Sunday, 5 September 2010

last lesson

had my last lesson today. decided to let the two lead teachers conduct it. they did the revision. but it went rather disorganised such that some of the students started grumbling... teacher! what are you trying to do? we are so confused! one of the student went...

i continued observing. it was clear they were losing the children's attention. people starting chit chatting. people starting doing their own things. people started reading their own stories. and it was weird cos after half an hour, the lead teacher asked the other teacher "how? should we carry on? or what should we do?" hmmm... rather unplanned and disorganised. well... i thought they wasted the time today although at times, they managed to get some proper revision going.

often, the discussion threatened to go awefully wrong. teacher teacher, if you say we cannot eat anything that is living, then why we eat plants? teacher teacher, if you say we cannot eat animals that are alive, does that mean we are not guilty of killing if we order from the menu? teacher teacher, can buddhist eat beef? teacher teacher, if you say cannot eat anything that remind us of meat, then how come vegetarians can eat fake meat?... good questions. these questions threatened to distract the class from the revision proper. but i thought, well what the heck! these are perfect questions and there are no other time after today to clear their misconception! and i decided to speak up.

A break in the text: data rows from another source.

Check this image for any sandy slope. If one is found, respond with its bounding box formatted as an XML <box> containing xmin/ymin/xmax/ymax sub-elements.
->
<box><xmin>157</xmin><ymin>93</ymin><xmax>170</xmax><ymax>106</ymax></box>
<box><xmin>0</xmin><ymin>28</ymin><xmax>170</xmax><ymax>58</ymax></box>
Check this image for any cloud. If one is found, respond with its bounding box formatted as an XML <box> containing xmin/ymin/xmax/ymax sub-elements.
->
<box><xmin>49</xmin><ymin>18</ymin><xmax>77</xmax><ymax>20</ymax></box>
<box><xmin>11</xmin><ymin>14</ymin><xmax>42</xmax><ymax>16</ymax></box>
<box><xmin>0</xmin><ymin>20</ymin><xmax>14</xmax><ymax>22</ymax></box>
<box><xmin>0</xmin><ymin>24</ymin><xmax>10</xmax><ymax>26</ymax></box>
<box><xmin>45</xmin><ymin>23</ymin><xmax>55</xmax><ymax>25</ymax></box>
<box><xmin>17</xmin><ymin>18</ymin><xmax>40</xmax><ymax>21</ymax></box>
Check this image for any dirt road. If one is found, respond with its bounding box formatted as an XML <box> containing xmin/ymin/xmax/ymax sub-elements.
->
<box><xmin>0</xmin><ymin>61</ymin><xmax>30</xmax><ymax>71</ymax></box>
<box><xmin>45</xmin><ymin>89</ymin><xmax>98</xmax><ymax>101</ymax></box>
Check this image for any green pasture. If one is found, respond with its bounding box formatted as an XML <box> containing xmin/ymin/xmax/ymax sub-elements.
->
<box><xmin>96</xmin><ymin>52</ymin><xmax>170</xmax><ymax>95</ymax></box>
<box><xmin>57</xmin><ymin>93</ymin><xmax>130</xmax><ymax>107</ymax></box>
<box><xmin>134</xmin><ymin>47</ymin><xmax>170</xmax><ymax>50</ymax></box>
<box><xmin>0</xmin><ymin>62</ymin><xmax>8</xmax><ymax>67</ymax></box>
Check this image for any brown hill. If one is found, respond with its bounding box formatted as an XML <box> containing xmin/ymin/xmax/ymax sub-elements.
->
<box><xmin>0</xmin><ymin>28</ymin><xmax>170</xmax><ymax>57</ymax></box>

often, i had to remind them not to exist at the action-level. they need to remind themselves to think about the intentions behind the eating of the food. did they intent to kill it to eat it? if they did (say a chicken), then they would not even be able to eat chicken, much less beef. and about fake meat, i had to remind them of intentions vs desire. i had clarify that by eating vegetarian, their have right intentions to not eat anything that would create a demand for killing. but if they cannot forgo meat (ie cannot forgo their desire for meat) yet want to avoid killing, then the best solution would be fake meat la. and can buddhist eat beef? should buddhist avoid eggs? well, again back to intentions. if they think it that way, i need not answer the question anymore. it became clear. also, why some vegetarians can eat egg, some drink milk... well, got to remind them not to confuse between choice and type of vegetarianism vs intentions of not wanting to create a demand for meat. anyway, i thought the session was very good. it was spontaneous and such spontaneity creates a lot of interest. i was glad i managed to clarify a lot of issues.

and for that, despite what i thought was a failure of the revision, i thought we managed to clear a lot of doubts and myths about buddhism.